We are getting better results!


Incorporating text features#

We haven’t incorporated the comments feature into our pipeline yet, even though it holds significant value in indicating whether the restaurant was liked or not.

X_train
north_america eat_out_freq age n_people price food_type noise_level good_server comments restaurant_name
80 No 2.0 21 30.0 2200.0 Chinese high No The environment was very not clean. The food tasted awful. NaN
934 Yes 4.0 21 30.0 3000.0 Canadian/American low Yes The building and the room gave a very comfy feeling. Immediately after sitting down it felt like we were right at home. NaN
911 No 4.0 20 40.0 2500.0 Canadian/American medium Yes I was hungry Chambar
459 Yes 5.0 21 NaN NaN Quebecois NaN NaN NaN NaN
62 Yes 2.0 24 20.0 3000.0 Indian high Yes bad taste east is east
... ... ... ... ... ... ... ... ... ... ...
106 No 3.0 27 10.0 1500.0 Chinese medium Yes Food wasn't great. NaN
333 No 1.0 24 12.0 800.0 Other medium Yes NaN NaN
393 Yes 4.0 20 5.0 1500.0 Canadian/American low No NaN NaN
376 Yes 5.0 20 NaN NaN NaN NaN NaN NaN NaN
525 Don't want to share 4.0 20 50.0 3000.0 Chinese high Yes NaN Haidilao

753 rows × 10 columns

Let’s create bag-of-words representation of the comments feature. But first we need to impute the rows where there are no comments. There is a small complication if we want to put SimpleImputer and CountVectorizer in a pipeline.

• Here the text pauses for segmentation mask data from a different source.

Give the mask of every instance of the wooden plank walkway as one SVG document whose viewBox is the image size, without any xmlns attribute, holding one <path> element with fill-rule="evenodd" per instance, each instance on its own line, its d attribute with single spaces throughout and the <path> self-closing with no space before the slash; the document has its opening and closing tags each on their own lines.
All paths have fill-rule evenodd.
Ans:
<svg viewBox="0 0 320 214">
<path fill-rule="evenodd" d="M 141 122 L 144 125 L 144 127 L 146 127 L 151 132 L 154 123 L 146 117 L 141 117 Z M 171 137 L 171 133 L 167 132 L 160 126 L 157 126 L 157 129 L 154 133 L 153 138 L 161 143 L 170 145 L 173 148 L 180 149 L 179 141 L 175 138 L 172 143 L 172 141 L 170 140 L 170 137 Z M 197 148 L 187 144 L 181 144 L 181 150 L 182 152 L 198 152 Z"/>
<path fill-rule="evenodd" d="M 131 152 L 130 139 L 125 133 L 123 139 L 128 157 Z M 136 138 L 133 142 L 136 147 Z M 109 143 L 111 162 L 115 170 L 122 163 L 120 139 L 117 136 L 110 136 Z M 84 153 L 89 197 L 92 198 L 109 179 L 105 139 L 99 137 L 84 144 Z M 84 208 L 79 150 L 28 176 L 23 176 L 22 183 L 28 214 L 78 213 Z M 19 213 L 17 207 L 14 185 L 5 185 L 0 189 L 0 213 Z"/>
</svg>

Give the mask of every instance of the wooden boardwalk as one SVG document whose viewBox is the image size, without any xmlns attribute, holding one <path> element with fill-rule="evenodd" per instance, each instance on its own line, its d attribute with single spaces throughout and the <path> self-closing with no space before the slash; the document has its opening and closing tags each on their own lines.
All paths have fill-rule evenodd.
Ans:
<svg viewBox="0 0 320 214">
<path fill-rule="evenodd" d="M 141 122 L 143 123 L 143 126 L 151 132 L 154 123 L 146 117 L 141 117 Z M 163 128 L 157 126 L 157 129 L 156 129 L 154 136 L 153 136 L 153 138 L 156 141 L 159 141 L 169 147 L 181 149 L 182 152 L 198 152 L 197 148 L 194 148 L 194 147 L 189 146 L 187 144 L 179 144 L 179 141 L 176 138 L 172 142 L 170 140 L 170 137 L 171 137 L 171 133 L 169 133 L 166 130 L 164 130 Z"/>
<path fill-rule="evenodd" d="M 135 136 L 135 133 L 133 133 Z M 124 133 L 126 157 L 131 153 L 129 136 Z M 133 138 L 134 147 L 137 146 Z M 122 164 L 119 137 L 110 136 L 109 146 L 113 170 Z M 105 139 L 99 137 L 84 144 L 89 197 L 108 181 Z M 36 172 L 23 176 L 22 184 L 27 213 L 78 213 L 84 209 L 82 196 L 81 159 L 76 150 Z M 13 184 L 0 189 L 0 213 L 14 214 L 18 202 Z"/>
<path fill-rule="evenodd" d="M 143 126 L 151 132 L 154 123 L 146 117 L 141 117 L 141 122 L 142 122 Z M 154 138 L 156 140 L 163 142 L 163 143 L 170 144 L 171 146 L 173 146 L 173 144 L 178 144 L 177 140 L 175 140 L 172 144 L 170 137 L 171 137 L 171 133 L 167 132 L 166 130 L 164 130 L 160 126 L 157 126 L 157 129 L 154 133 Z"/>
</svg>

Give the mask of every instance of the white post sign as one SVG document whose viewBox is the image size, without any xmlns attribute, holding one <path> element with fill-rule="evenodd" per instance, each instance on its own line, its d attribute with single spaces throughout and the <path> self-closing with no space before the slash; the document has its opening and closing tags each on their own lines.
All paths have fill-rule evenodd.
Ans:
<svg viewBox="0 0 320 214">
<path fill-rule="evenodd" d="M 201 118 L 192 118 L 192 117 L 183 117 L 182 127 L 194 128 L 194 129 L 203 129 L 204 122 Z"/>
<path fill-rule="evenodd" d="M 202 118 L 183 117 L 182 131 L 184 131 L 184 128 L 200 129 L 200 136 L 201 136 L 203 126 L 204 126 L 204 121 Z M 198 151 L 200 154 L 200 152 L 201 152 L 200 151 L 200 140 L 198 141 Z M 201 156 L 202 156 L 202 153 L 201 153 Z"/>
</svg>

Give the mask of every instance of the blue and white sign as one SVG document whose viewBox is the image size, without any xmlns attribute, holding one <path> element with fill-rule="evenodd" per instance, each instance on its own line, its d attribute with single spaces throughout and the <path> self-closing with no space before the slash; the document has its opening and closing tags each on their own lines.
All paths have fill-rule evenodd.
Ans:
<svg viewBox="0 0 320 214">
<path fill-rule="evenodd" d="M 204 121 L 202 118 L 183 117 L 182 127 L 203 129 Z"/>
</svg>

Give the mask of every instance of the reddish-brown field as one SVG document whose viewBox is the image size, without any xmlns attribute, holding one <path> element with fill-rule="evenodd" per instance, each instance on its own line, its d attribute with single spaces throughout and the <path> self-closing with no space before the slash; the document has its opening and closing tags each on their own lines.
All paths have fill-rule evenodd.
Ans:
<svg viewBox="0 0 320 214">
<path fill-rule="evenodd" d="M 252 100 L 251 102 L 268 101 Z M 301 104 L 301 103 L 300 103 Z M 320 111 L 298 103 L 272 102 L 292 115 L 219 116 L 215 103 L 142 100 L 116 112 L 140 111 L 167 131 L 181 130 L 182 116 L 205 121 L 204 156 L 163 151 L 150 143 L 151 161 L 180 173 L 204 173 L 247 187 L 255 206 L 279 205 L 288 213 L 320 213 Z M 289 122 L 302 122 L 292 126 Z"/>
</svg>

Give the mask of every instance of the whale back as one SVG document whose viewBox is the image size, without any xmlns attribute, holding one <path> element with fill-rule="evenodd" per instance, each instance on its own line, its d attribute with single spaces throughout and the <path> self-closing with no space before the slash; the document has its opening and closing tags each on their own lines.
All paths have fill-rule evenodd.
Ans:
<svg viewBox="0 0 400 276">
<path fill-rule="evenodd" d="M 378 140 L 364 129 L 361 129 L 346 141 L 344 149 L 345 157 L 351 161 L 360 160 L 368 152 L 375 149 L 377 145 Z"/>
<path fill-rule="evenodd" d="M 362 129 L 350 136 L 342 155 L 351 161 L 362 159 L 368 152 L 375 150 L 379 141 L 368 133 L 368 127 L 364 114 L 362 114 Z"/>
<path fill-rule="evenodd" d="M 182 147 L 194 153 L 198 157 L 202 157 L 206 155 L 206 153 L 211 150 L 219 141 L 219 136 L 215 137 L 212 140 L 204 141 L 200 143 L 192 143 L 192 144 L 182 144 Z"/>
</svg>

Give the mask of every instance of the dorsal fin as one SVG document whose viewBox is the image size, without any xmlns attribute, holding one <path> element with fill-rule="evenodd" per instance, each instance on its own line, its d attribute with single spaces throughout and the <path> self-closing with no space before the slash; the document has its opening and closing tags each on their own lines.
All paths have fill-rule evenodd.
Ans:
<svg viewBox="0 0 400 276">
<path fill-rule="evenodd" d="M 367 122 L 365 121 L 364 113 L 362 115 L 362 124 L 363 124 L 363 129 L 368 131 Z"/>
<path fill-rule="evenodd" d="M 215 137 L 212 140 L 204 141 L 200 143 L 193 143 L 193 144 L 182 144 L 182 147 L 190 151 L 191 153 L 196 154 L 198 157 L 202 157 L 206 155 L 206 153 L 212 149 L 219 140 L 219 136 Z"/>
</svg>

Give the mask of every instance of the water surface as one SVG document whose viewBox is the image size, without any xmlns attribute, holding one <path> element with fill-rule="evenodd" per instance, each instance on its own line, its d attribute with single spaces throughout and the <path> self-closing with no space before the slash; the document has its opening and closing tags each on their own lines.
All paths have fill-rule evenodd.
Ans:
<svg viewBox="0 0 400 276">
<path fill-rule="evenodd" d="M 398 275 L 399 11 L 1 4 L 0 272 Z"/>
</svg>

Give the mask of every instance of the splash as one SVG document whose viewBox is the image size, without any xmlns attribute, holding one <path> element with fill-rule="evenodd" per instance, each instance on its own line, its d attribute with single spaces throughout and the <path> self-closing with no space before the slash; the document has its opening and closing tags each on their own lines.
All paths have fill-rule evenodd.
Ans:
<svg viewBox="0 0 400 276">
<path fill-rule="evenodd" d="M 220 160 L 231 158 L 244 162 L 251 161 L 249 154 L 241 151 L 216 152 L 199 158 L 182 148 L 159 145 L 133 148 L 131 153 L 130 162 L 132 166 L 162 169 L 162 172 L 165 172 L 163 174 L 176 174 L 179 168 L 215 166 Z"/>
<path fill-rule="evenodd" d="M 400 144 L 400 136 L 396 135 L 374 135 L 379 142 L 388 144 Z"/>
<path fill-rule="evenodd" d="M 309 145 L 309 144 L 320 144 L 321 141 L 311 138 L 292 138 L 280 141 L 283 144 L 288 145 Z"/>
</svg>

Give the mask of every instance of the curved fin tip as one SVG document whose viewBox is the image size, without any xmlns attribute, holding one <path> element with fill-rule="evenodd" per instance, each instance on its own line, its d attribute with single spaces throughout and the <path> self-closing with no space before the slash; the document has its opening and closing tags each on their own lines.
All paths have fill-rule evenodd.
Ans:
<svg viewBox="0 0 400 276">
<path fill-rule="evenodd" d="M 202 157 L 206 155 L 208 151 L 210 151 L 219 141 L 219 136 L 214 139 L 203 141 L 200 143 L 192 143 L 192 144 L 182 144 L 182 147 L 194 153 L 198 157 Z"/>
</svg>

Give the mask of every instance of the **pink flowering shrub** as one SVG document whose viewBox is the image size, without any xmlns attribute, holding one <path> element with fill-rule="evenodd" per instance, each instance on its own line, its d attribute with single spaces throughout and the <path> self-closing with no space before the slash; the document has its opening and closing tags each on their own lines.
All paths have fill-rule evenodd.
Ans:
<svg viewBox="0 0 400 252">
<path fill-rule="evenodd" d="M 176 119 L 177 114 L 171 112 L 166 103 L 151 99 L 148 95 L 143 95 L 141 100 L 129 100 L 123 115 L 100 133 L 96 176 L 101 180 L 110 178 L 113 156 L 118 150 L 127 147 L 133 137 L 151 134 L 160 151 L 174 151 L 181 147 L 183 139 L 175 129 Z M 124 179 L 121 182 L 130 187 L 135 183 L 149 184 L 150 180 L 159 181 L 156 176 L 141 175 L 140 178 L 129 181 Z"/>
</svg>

  • SimpleImputer takes a 2D array as input and produced 2D array as output.

  • CountVectorizer takes a 1D array as input.

To deal with this, we will use sklearn’s FunctionTransformer to convert the 2D output of SimpleImputer into a 1D array which can be passed to CountVectorizer as input.

from sklearn.preprocessing import FunctionTransformer
from sklearn.feature_extraction.text import CountVectorizer

reshape_for_countvectorizer = FunctionTransformer(lambda X: X.squeeze(), validate=False)
text_transformer = make_pipeline(SimpleImputer(strategy="constant", fill_value="missing"), 
                          reshape_for_countvectorizer, 
                          CountVectorizer(max_features=100, stop_words="english"))
text_pipe = make_pipeline(text_transformer, SVC())
cross_val_score(text_pipe, X_train[['comments']], y_train).mean()
0.6467019867549668

Pretty good scores just with text features! Do we get better scores if we combine all features? Let’s define a column transformer which carries out

  • imputation and scaling on numeric features

  • imputation and one-hot encoding with drop="if_binary" on binary features

  • imputation and one-hot encoding with handle_unknown="ignore" on categorical features

  • imputation, reshaping, and bag-of-words transformation on the text feature

from sklearn.feature_extraction.text import CountVectorizer
text_feat = ['comments']
preprocessor = make_column_transformer(
    (numeric_transformer, numeric_feats),
    (binary_transformer, binary_feats),    
    (categorical_transformer, categorical_feats),
    (text_transformer, text_feat)
)
preprocessor.fit_transform(X_train)
<753x116 sparse matrix of type '<class 'numpy.float64'>'
	with 5670 stored elements in Compressed Sparse Row format>
svc_num_cat_text_pipe = make_pipeline(preprocessor, SVC())
cross_val_score(svc_num_cat_text_pipe, X_train, y_train).mean()
0.6972185430463577

No big improvement when we combine all features.